For Vietnamese people, spring is the season of festivals. The festive atmosphere could last even further upon Lunar New Year period. It is when Vietnamese people celebrate Tet Nguyen Tieu, or the first full moon of the very first lunar month, which is on 15th. It traditionally marks the end of the Lunar New Year period and is celebrated throughout Asian countries such as Vietnam, Thailand and China.
What is Tet Nguyen Tieu?
Tet Nguyen Tieu is the last day of the Lunar New Year period. After that, all the new year taboos are no longer in effect. If you walk along streets in Vietnam, you may see people taking down their New Year decorations. Despite having its origin in China, Tet Nguyen Tieu in Vietnam brings its own distinctive culture.
In Vietnam, Tet Nguyen Tieu closely sticks to the agricultural practices of Vietnamese farmers for thousands of years. It is before the Full Moon of the first Lunar month that farmers have to work hard to prepare for farming activities of the whole year. On the night of the first full moon, the farmers will burn dried leaf to get rid of harmful pests. After such strenuous tasks, the farmers will sit down and enjoy the beauty of the full moon.
Vietnamese people believe that the first full moon night in the Lunar New Year is the most important full moon of the year. For many people, it marks the return of spring and symbolizes the reunion of family for those who do not manage to celebrate the Lunar New Year Eve with their family.
What Vietnamese people do on the day of the First Full Moon?
During the very first days of Lunar New Year Eve, Caterian - our intern did experience the once-in-a-lifetime atmosphere of celebrating Tet with her local buddy's family.
On January 15th of the Lunar Calendar, families usually visit pagodas and wish for the best things for their family members and friends.
Don’t be surprised if your host family eat vegan on this special day since vegan food helps to bring peace in mind for the coming year. Vietnamese love to practice vegetarianism on this day.
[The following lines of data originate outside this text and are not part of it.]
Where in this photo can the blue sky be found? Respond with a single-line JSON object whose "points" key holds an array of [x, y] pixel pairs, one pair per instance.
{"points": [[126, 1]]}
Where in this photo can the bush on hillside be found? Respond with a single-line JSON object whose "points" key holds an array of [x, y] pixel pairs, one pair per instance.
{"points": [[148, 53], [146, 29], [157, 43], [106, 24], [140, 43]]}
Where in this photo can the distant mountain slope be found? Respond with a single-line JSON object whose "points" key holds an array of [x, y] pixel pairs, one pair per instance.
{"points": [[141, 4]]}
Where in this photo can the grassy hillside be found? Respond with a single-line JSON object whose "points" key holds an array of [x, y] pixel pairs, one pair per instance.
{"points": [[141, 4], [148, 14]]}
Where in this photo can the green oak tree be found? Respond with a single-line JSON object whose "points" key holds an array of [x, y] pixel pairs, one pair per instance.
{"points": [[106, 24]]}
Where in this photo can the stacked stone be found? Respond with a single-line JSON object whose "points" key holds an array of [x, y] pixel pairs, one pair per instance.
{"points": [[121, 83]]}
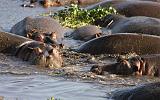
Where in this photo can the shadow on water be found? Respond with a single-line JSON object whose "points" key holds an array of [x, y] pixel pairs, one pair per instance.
{"points": [[41, 87]]}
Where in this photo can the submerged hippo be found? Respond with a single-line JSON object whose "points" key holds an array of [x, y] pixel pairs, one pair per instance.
{"points": [[137, 24], [50, 3], [39, 27], [139, 65], [36, 52], [132, 8], [149, 91], [86, 33], [122, 43]]}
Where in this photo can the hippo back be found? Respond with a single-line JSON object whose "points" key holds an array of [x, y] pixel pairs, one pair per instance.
{"points": [[122, 43]]}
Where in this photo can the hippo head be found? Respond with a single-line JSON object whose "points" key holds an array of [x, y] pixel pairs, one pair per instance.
{"points": [[40, 54], [122, 67]]}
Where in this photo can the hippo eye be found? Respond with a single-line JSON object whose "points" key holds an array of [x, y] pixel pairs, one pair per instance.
{"points": [[134, 68], [50, 51], [37, 50]]}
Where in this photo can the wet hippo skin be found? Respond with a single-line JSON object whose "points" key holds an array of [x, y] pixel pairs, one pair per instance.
{"points": [[30, 26], [139, 65], [132, 7], [35, 52], [86, 33], [122, 43], [137, 24]]}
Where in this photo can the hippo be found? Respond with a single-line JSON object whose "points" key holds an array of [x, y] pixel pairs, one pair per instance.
{"points": [[137, 24], [38, 28], [1, 29], [138, 65], [122, 43], [86, 33], [150, 91], [35, 52], [131, 7], [51, 3]]}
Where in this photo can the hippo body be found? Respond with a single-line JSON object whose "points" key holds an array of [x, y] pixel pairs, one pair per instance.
{"points": [[36, 52], [137, 24], [122, 43], [149, 91], [132, 8], [29, 26], [86, 33], [139, 65], [51, 3]]}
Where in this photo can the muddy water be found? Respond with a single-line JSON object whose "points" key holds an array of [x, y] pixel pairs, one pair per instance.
{"points": [[40, 87], [20, 80]]}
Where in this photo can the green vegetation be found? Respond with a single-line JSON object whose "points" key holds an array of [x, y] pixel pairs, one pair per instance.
{"points": [[74, 16]]}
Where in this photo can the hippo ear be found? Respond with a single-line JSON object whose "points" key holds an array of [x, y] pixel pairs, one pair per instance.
{"points": [[53, 35], [98, 35], [37, 50], [50, 51], [120, 59], [61, 46]]}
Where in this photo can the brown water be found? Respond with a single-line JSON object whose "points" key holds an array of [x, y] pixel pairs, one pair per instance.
{"points": [[21, 81]]}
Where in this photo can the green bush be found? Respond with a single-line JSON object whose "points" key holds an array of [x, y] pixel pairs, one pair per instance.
{"points": [[74, 16]]}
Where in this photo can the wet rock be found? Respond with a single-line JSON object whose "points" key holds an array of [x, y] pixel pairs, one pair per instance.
{"points": [[145, 92], [86, 33], [122, 43]]}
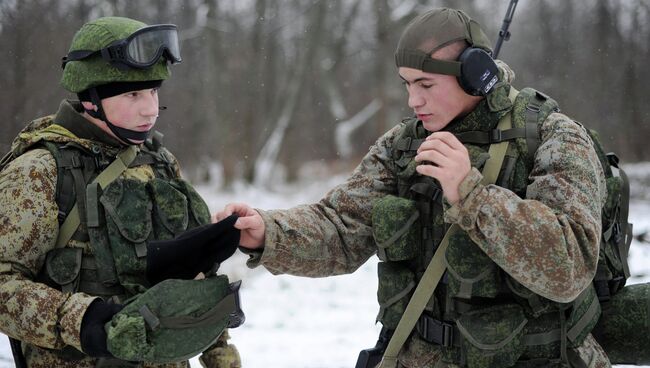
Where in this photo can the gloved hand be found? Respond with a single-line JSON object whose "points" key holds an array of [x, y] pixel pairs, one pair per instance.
{"points": [[194, 251], [93, 334]]}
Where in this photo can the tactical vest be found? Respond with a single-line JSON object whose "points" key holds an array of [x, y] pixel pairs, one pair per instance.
{"points": [[478, 315], [116, 222]]}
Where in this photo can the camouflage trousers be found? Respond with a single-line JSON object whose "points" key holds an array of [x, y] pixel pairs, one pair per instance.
{"points": [[220, 355], [418, 354]]}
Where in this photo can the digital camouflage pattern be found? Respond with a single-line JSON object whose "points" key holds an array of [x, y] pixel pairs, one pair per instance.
{"points": [[81, 75], [548, 241], [173, 320], [44, 318]]}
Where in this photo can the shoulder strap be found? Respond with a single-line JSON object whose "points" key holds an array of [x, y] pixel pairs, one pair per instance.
{"points": [[115, 169], [436, 267]]}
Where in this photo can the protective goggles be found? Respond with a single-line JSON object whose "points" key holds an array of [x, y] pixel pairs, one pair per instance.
{"points": [[140, 50]]}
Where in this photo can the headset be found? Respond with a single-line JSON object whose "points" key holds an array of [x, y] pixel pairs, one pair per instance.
{"points": [[478, 71]]}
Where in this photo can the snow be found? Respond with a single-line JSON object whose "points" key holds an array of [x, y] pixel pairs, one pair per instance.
{"points": [[294, 322]]}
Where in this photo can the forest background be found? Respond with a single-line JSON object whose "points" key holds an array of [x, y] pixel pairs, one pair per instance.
{"points": [[278, 90]]}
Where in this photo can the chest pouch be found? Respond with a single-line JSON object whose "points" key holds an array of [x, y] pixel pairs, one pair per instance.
{"points": [[396, 282], [62, 269], [395, 228], [471, 272], [174, 320], [128, 210], [492, 337]]}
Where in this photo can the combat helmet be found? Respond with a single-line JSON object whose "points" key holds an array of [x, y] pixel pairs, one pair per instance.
{"points": [[113, 55]]}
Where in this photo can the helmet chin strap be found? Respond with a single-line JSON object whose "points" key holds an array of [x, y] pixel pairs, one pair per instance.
{"points": [[125, 135]]}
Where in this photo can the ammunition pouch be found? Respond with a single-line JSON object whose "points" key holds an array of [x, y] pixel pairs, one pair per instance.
{"points": [[471, 272], [395, 228], [623, 329], [174, 320]]}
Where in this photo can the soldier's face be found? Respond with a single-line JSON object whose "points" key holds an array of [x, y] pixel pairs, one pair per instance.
{"points": [[135, 110], [436, 99]]}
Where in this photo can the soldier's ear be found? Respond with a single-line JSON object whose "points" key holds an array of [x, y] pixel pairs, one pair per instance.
{"points": [[89, 105]]}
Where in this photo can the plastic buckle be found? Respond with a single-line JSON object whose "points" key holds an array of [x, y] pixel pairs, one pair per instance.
{"points": [[447, 334], [435, 331], [496, 136], [616, 284]]}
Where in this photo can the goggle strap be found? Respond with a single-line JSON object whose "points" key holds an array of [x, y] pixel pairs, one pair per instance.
{"points": [[76, 56]]}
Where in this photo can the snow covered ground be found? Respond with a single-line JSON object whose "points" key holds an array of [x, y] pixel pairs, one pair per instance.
{"points": [[294, 322]]}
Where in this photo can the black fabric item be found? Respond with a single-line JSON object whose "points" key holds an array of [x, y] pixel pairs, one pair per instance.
{"points": [[93, 334], [194, 251], [117, 88]]}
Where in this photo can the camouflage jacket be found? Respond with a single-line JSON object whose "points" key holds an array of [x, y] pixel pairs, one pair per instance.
{"points": [[547, 241], [44, 318]]}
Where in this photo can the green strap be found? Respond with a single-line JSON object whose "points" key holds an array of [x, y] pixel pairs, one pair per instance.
{"points": [[437, 267], [418, 301], [115, 169]]}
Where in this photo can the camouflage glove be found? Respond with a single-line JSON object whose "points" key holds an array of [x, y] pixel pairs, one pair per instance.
{"points": [[221, 355], [174, 320], [93, 334], [194, 251]]}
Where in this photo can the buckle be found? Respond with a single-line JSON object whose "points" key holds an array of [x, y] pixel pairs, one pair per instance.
{"points": [[435, 331], [496, 136]]}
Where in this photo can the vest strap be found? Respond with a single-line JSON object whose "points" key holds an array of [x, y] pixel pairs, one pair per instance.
{"points": [[492, 136], [115, 169], [408, 144]]}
Eating Banh troi nuoc is an important custom in both Vietnam and China. Banh Troi Nuoc can look like ball-shaped dumplings made of glutinous rice flour and stuffed with white or brown sugar, sesame seeds, and bean paste. In Chinese, it is known as yuanxiao or tangyuan, meaning a happy get-together. The round shape of the cake and the bowls symbolize wholeness and reunion.
What is typical about Tet Nguyen Tieu in the North and the South of Vietnam?
In certain areas of Vietnam, you may catch a sight of colorful lanterns. If you live in Ho Chi Minh City, you can sense Vietnamese vibes at the Cultural Center of District 5. City dwellers decorate the streets with colorful gorgeously and hang up in rows, giving the feelings of tranquility and nostalgia.
In the North of Vietnam, Tet Nguyen Tieu can be more about paying remembrance to the ancestors. People will rush back and forth shopping for fruits and paper offerings to place on the family altars.
Being such a significant event in cultural and religious life of Vietnamese people, Tet Nguyen Tieu is a beautiful wrap-up to the Lunar New Year Eve. It's time to finally get over Post-Tet syndrome and get back to work.
If you are in Vietnam this time of the year, don’t miss out the opportunity to have some banh troi nuoc!